Trata-se de uma das mais instigantes mitologias  do universo 
literário, uma lenda que dota o terreno profano da literatura de uma  
data mágica ao estilo das Vidas de Santos (que antes eram muito mais 
comuns em  livro). Dois dos pilares da literatura mundial viveram de 
fato na mesma época,  mas a predestinação histórica que os teria feito 
partir ao mesmo tempo é  ficção.
Para começar, da biografia de Shakespeare, autor  de obras 
onipresentes em praticamente todo o mundo, sabe-se muito pouco. Embora  
tenha deixado quase 1 milhão de palavras de texto, apenas 14 delas são  
comprovadamente de seu próprio punho: o nome assinado seis vezes e as 
palavras “por mim” em seu testamento, como conta um de seus biógrafos, 
Bill Bryson, em Shakespeare: a Vida É um Palco. Há pouca informação mesmo sobre o dia  de seu falecimento – têm-se registros de seus funerais, mas não a data  exata do óbito.

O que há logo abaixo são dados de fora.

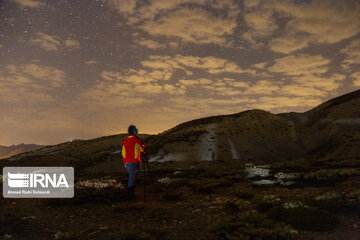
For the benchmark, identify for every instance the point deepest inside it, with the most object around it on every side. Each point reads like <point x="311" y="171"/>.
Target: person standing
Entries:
<point x="132" y="147"/>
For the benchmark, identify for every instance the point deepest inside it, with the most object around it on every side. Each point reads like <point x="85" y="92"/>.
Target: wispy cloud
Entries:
<point x="314" y="22"/>
<point x="356" y="76"/>
<point x="352" y="54"/>
<point x="30" y="3"/>
<point x="181" y="20"/>
<point x="52" y="42"/>
<point x="300" y="64"/>
<point x="47" y="42"/>
<point x="29" y="83"/>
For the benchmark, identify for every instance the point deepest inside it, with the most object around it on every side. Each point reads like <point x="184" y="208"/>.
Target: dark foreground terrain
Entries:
<point x="200" y="200"/>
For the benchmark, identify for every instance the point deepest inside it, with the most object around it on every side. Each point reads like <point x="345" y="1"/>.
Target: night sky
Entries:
<point x="89" y="68"/>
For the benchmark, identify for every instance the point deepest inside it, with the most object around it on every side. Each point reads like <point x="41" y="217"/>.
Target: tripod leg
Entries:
<point x="151" y="176"/>
<point x="144" y="184"/>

Mesmo que tenha sido 23 de abril a data da morte  de Shakespeare, não
 teria sido no mesmo 23 de abril de Cervantes pelo simples  motivo de 
que, na época, a Espanha, onde Cervantes vivia, havia adotado, como  bom
 país católico, o calendário imposto pelo papa Gregório em 1582. E  
Shakespeare vivia na Inglaterra protestante, frequentemente hostilizada 
pelo  reino espanhol a serviço do Vaticano, e que ainda marcava o tempo 
pelo  Calendário Juliano. A Inglaterra só adotaria o Calendário 
Gregoriano em 1751.  Shakespeare, portanto, teria morrido no dia 3 de 
maio – 10 dias após o  espanhol.
Mas quem vai dizer que a história não é boa?  Sendo assim, para que 
insistir tanto na picuinha das datas? Para lembrar,  talvez, que a 
literatura é em última instância uma construção paradoxalmente  
individual (na mente e no coração de cada leitor) e coletiva (na 
transmissão de  leituras e cânones, de intepretações e até mesmo 
mitologias literárias com as  quais os leitores se comprazem).